29 証拠品
「まずはこれからですかね」
マルボはビニール袋の中からナイフを取り出した。隣にいた高田刑事が説明を始めた。
「勝さんを指したナイフや。ナイフに付着しとった血が勝さんの血と一致。一応、指紋を取ってみたら京子さんと隆君の指紋が出たが、マルボの報告によるとナイフは隆君が昨日の深夜に購入した物で部屋から京子さんが持ち出したんやな」
刑事は時折アクセントを変えた言い方で俺に問いかけた。それに対して俺はそうです、とだけ答えた。続けてマルボはビニール袋の中から紙切れを取り出した。
「これが松岡先生宛てに送られたものです」
マルボは両手で手紙を広げてそこにいる全員に見えるように構えた。手紙にはこう書かれている。
『松岡 隆 を殺しなさい 年齢二十歳、住所――
一週間以内に実行しない場合は、あなたの家族がどうなっても知りませんよ』
「俺を……」
俺は親父の顔を覗き込んだ。親父の厳しい表情が緩んだ。
「私がお前を? 殺すわけないだろう」
親父は困り顔になり、眉毛を八の字にさせた。
「松岡先生のところにはこれも含め似たような内容の物が全部で三通届いています」
マルボは他のビニール袋も次々と開けた。
『岡田 真奈 を殺しなさい 年齢二十三歳、住所――』
『松岡 勝 を殺しなさい 年齢四十五歳、住所――』
『松岡 京子 を殺しなさい 年齢四十三歳、住所――』
そして俺のところへ届いた。
『大山 愛子 を殺しなさい 年齢二十歳、住所――』
この手紙に関して、マルボは俺の出したゴミの中から取り出したのだと付け加えた。
「これによるとやな、松岡京子さんに岡田真奈さんを殺せという内容の物。岡田真奈さんに松岡勝さんを殺せという内容の物。松岡勝さんに隆君を殺せという内容の物。それと隆君のとこに大山愛子さんを殺せという内容の物。
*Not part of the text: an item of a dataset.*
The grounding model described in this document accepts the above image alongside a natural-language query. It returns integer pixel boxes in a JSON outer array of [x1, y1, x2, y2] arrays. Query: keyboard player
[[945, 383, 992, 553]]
そして大山愛子さんのとこに京子さんを殺せという物が届いとったって言うこっちゃ。この五枚の手紙で一周繋がるようなっとる。手紙を調べたところ全ての手紙に京子さんの指紋が付いとったわ。それに自宅のパソコンに手紙の内容のファイルが残されとったし、プリンターのインクも一致しとるから、手紙は京子さんが出しとった言うこっちゃ。まだDNA鑑定中やけど、結果は出とるやろ」
まさか家族皆のところへ手紙が届いていたとは予想外だった。そして愛子のところへも。その予想に反して水面下では事件の全てが調べられていた。もう事件は解決している。この時はそう思っていた。